Мое появление лишь раззадорило балерин. У них наконец-то появился зритель и слушатель. И они принялись сплетничать с утроенным усердием, видимо, в расчете на овацию и крики «бис».
— Да что все заладили — «Дворецкая! Дворецкая!», — говорила Тата (ее имя я узнал, конечно, чуть позже). — Прыжка считай что нет, мах — завернутый, руки коротковаты…
— Зато она легкая, просто парит над сценой. И харизма у нее есть, понимаешь? — возразила Люка. Потом я, конечно, догадался, что возражает она в основном для того, чтобы у собеседницы был повод и дальше говорить гадости. Но тогда подумал: «золотое сердце»!
— Да что харизма! Пиар один… Вот если бы про тебя все газеты и журналы тридцать лет писали, что ты — Фея Совершенство, ты бы и сама рано или поздно поверила в то, что у тебя крылышки на спине отросли…
— Что ни говори, а Маша — она замечательная, хотя я лично «Щелкунчик» с училища не перевариваю…
— Маша! Ха! — оживлялась Тамила. — Да как ей вообще не стыдно? Маша-то по сюжету ребенок совсем. А Дворецкая-то уже, ха-ха, шестой десяток разменяла… Вот злая колдунья Карабос — это ей самое то, и характер лепить не надо, характер уже подходит идеально…
— Тс-с-с! — благоразумная Люка приложила палец к губам.
— Можно подумать, тут кто-то не в курсе! — строптиво дернула плечиком Тамила, обводя царственным взглядом сидящих в зале.
— А мне вот, девчонки, по душе Стояничева, — мечтательно «вбросила» новую кандидатуру Люка. — Вот в ком стать и грация! И мастерство! И темперамент!
— Один темперамент и есть, — проворчала Тата. — Шене и пируэты кривые, разве что набок не заваливается. Тело жидкое.
— И ноги кривые, — вставила Тамила. — Помню, «Раймонду» когда репетировали, Владимир Владимирович ее на нас напустил, чтобы она, значит, нас посмотрела. И что? Все три часа я от нее только и слышала: «Не высовывай язык! Не высовывай язык!»
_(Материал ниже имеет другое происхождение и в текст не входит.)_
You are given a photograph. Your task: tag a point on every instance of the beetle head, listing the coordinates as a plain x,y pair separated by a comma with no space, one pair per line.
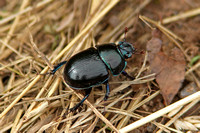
126,49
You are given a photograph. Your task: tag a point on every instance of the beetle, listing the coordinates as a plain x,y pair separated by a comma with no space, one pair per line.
91,67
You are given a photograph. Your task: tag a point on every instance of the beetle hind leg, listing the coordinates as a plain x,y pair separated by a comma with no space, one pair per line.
127,75
107,91
87,93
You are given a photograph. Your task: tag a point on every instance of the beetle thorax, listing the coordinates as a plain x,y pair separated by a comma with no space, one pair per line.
126,49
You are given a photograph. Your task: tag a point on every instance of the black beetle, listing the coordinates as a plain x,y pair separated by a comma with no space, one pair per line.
91,67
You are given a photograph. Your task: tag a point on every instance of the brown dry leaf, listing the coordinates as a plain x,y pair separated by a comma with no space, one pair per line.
170,70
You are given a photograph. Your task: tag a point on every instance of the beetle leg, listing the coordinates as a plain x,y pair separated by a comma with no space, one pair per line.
107,91
57,67
127,75
87,93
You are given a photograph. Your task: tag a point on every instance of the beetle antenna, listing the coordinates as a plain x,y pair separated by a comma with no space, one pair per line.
125,32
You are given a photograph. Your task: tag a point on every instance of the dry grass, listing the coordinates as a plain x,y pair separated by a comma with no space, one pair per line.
35,35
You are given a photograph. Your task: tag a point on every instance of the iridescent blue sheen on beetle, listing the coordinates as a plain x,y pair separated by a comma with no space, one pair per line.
91,67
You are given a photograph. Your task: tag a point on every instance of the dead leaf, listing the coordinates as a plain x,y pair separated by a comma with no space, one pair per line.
169,69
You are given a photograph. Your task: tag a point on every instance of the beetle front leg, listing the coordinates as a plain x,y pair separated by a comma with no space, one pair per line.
127,75
87,93
107,90
57,67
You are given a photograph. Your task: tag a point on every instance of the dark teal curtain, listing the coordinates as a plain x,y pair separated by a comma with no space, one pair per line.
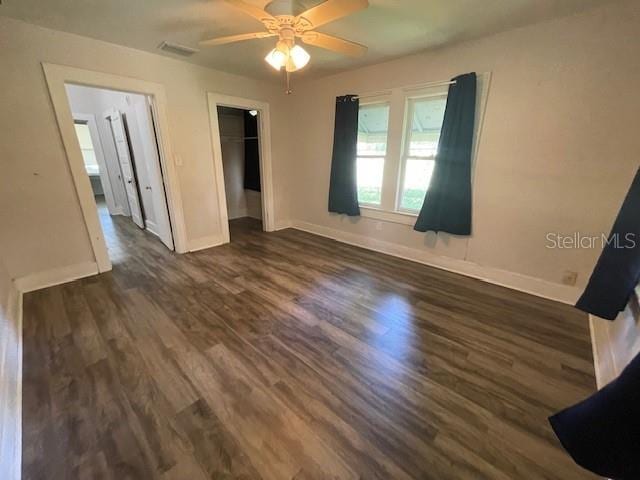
617,272
447,204
343,190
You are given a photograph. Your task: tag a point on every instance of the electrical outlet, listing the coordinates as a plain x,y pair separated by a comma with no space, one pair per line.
569,277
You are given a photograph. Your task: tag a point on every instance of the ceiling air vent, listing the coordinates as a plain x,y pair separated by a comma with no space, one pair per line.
177,49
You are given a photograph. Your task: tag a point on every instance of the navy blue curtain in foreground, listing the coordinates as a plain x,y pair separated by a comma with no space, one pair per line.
251,153
447,204
602,433
343,189
617,272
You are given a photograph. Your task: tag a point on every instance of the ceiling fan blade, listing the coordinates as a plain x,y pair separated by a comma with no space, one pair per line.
334,44
255,12
235,38
328,12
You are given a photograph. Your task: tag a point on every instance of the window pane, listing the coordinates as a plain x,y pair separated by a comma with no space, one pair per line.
428,114
417,177
370,179
373,123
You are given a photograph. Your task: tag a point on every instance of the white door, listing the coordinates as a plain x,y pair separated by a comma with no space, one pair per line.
154,170
126,166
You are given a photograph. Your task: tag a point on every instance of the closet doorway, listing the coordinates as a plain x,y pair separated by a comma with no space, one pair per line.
240,145
117,135
241,137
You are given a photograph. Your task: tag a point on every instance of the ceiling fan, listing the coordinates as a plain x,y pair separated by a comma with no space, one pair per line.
288,26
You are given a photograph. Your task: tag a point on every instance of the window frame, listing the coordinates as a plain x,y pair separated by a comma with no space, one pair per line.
409,110
367,103
389,210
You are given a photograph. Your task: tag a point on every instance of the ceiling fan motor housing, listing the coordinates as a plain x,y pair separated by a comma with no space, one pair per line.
290,8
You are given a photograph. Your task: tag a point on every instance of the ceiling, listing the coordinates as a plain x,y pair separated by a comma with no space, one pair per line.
390,28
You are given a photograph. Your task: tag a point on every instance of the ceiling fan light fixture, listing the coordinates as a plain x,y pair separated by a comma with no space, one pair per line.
276,59
299,57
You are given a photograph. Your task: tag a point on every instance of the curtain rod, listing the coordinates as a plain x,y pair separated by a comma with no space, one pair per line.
405,88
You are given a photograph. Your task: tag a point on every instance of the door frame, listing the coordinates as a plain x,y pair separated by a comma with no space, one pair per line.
90,120
56,77
216,100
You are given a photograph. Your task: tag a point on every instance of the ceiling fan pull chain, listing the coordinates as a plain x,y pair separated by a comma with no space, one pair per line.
288,91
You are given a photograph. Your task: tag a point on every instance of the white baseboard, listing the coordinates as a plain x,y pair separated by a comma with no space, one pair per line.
205,242
11,387
151,228
283,224
603,357
615,343
515,281
56,276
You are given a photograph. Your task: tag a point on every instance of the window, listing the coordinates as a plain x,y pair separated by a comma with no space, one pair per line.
398,135
86,146
373,123
424,123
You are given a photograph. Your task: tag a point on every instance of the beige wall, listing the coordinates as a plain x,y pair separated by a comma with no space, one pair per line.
41,220
558,150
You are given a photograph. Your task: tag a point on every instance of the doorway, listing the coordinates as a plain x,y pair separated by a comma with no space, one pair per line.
262,141
119,144
240,147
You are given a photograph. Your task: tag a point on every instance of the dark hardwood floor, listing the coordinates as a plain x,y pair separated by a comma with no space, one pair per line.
290,356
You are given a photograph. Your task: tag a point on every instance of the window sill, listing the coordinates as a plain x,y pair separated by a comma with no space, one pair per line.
388,216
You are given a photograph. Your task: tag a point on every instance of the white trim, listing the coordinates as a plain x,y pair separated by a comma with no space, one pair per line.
11,373
90,121
283,225
56,77
515,281
207,242
403,218
56,276
151,227
266,175
603,356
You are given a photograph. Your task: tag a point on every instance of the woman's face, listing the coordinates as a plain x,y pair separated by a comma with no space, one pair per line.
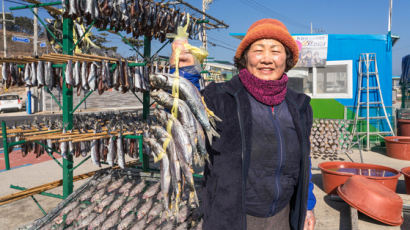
266,59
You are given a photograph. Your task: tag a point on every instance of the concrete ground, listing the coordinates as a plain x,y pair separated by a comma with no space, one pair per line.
330,214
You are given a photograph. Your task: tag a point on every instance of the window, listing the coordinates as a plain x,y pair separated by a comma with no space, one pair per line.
333,81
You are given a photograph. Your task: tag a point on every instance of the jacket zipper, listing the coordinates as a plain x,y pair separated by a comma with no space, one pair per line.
243,161
277,176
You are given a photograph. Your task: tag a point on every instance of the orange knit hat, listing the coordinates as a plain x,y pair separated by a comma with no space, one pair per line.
269,29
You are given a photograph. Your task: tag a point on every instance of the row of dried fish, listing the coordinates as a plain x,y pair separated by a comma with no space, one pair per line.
123,203
330,139
99,76
139,17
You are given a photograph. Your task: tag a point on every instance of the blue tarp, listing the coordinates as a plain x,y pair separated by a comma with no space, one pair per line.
405,70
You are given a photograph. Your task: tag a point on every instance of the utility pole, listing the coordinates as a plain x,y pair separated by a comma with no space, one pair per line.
390,16
311,28
4,32
35,38
204,38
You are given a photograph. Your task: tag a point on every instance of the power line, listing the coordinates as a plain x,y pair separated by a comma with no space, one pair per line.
218,40
214,44
262,8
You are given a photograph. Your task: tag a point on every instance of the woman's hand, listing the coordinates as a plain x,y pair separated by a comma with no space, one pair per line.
310,220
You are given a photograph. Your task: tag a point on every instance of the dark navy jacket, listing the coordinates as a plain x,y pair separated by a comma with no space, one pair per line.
223,197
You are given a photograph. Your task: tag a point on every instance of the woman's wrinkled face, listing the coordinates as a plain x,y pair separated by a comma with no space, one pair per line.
266,59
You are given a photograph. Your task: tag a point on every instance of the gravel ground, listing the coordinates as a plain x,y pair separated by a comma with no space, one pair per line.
330,214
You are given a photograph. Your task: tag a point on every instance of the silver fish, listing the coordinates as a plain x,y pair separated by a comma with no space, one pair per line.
40,73
69,73
126,222
190,94
98,195
115,185
92,77
139,225
111,151
183,214
111,221
168,226
95,156
182,226
151,191
125,188
154,212
4,72
117,204
87,211
73,215
120,151
72,9
86,222
129,206
49,76
165,179
137,79
87,194
76,74
186,118
105,202
84,80
181,139
63,147
143,210
27,74
33,74
138,188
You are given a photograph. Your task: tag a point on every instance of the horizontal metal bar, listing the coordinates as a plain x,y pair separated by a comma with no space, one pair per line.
370,88
54,97
198,175
370,103
35,5
82,100
58,65
84,160
133,136
374,133
372,118
16,143
41,193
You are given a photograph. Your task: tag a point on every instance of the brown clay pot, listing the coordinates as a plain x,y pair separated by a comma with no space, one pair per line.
406,174
404,127
372,199
335,173
398,147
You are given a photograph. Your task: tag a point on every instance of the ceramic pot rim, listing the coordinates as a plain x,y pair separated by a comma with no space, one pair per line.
397,173
405,171
389,139
389,222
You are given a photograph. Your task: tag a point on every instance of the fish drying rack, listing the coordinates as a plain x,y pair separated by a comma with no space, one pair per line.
132,175
67,106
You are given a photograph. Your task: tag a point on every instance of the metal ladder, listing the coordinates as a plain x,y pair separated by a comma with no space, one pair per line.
370,72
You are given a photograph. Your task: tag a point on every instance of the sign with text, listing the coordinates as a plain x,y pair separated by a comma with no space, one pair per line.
314,50
20,39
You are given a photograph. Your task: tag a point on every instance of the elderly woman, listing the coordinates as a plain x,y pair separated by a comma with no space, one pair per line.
259,171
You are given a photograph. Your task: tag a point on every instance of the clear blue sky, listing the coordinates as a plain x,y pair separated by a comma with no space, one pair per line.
327,16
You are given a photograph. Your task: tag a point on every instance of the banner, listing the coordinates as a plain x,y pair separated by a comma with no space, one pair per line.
313,51
20,39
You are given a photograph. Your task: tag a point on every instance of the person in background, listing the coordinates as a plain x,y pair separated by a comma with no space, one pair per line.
259,174
189,67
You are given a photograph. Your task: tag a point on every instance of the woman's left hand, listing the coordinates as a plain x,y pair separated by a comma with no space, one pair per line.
310,220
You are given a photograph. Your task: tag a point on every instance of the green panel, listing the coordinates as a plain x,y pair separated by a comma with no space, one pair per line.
327,108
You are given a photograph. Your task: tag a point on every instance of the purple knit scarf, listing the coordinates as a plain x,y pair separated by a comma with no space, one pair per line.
269,92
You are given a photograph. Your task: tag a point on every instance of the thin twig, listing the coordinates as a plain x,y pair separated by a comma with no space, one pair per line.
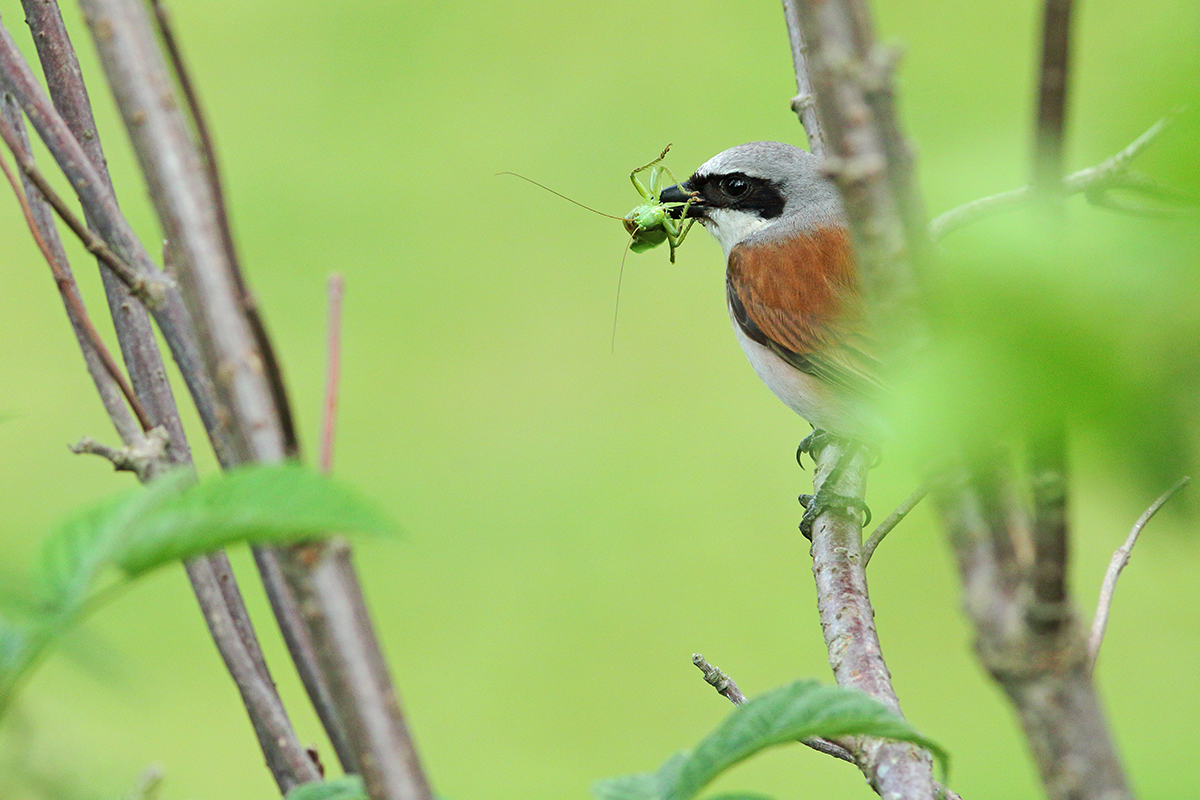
892,521
1120,559
1053,85
1095,181
803,103
105,372
100,205
94,244
333,371
213,175
139,459
719,680
131,322
730,691
321,582
211,577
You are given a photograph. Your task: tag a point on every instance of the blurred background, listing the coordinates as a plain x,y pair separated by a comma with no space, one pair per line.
579,516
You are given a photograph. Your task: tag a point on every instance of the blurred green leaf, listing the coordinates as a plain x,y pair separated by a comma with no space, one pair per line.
167,521
348,787
781,716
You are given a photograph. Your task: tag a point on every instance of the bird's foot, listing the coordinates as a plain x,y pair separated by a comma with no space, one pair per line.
813,445
817,504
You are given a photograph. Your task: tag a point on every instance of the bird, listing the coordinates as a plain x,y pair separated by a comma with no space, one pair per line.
791,286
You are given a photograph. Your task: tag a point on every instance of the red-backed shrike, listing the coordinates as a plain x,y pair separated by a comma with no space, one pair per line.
791,282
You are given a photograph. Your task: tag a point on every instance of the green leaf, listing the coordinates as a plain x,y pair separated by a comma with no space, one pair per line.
795,711
348,787
165,522
276,503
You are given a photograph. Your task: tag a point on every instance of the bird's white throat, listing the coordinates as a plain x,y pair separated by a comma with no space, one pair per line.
731,226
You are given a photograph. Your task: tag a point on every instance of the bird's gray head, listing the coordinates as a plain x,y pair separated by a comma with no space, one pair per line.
759,190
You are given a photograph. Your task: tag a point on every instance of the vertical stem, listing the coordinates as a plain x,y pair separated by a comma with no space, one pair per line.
894,769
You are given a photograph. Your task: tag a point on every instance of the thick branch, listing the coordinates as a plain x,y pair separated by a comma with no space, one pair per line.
211,577
1042,669
319,578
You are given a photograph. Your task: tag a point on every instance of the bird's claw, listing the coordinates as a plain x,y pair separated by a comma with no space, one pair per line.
817,504
813,445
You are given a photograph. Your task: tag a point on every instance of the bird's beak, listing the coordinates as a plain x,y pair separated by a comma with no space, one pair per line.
677,194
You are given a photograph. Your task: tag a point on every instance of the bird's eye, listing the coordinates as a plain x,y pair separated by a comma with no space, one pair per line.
736,187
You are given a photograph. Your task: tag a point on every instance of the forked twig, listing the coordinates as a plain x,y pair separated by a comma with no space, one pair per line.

— А что, ты правда высовывала?
— Кого?
— Ну… язык!
— Может, и высовывала. Но нельзя же все время к одному недостатку цепляться! — безапелляционно заявила Тамила. — Короче, репетирует она скучно. И танцует всегда в полноги. Халтурщица!
— Вообще, я с тобой не согласна, — нахмурилась Люка. — Для меня Стояничева — это вершина, идеал. И партнеров она себе всегда выбирает первый класс — Ким, Равич, Зелинский… Завидую, честное слово. Вот хотите знать, какая моя заветная мечта?
В ответ Тамила и Тата скептически скривились, но Люку это не остановило.
— Моя заветная мечта — «Спартака» с Зелинским и Кимом станцевать… Только представьте себе, девчонки, я — изысканная куртизанка Эгина. Я — сама нега, само обольщение… Я — и музыка. Божественный, божественный Хачатурян! — Люка сентиментально закатила глаза.